Disassembly of section .text:

ffffffff819d3d90 <.text+0x9d3d90>:

ffffffff819d3d90:       90                      nop
ffffffff819d3d91:       90                      nop
ffffffff819d3d92:       90                      nop
ffffffff819d3d93:       83 fa 40                cmp    $0x40,%edx
ffffffff819d3d96:       72 48                   jb     0xffffffff819d3de0
ffffffff819d3d98:       89 d1                   mov    %edx,%ecx
ffffffff819d3d9a:       f3 a4                   rep movsb %ds:(%rsi),%es:(%rdi)
ffffffff819d3d9c:       31 c0                   xor    %eax,%eax
ffffffff819d3d9e:       90                      nop
ffffffff819d3d9f:       90                      nop
ffffffff819d3da0:       90                      nop
ffffffff819d3da1:       e9 9a dd 42 00          jmp    0xffffffff81e01b40
...
ffffffff81e01b40:       c3                      ret

Instructions NOP at the beginning and end of the function allow ftrace insert instructions for tracing when needed. This allows you to collect performance data on specific kernel functions without slowing down others. The processor decoder pipeline takes care of NOP in advance, so the impact on performance should be minimal (aside from their use of L1i cache).

What I don't understand is why it is used JMPand not just RET.

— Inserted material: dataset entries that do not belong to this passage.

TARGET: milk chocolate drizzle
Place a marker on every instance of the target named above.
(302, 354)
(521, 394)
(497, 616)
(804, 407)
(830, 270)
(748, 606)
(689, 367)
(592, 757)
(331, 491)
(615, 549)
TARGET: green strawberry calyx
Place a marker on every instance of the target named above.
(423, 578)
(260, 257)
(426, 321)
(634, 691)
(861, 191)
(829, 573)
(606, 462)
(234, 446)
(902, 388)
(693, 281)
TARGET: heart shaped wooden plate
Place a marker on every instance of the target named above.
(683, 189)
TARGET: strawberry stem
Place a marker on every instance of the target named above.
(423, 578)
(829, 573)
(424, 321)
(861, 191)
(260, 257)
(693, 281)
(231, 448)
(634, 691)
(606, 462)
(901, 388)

In any case, check CMP and jump JB cover the use of buffers smaller than 64 bytes, moving to another function that copies 8 bytes at a time to 64-bit registers and then 1 byte at a time to an 8-bit register in 2 cycles. Copying large buffers is done by the instruction REP MOVThis code is clearly not vectorized.

In fact, This function is not implemented in C, but directly in Assembly! This means that we don't need to look at the compilation result – we can go straight to the source code. And this is not a missed optimization at the compilation stage, it was written this way from the start.

But is the lack of a vector instruction the only reason that copy_user_enhanced_fast_string 2 times slower __memset_avx512_unaligned_erms? To test this, I adapted the original Rust program using REP MOVS:

use std::arch::asm;

fn main() {
    let src = [0u8; 1 << 15];
    let mut dst = [0u8; 1 << 15];
    let mut copied = 0;
    while copied < (1000u64 << 30) {
        unsafe {
            asm!(
                "rep movsb",
                inout("rsi") src.as_ptr() => _,
                inout("rdi") dst.as_mut_ptr() => _,
                inout("ecx") 1 << 15 => _,
            );
        }
        copied += 1 << 15;
    }
}

The throughput is 80 GB/s. This is the same 2x slowdown that we observed in the kernel function!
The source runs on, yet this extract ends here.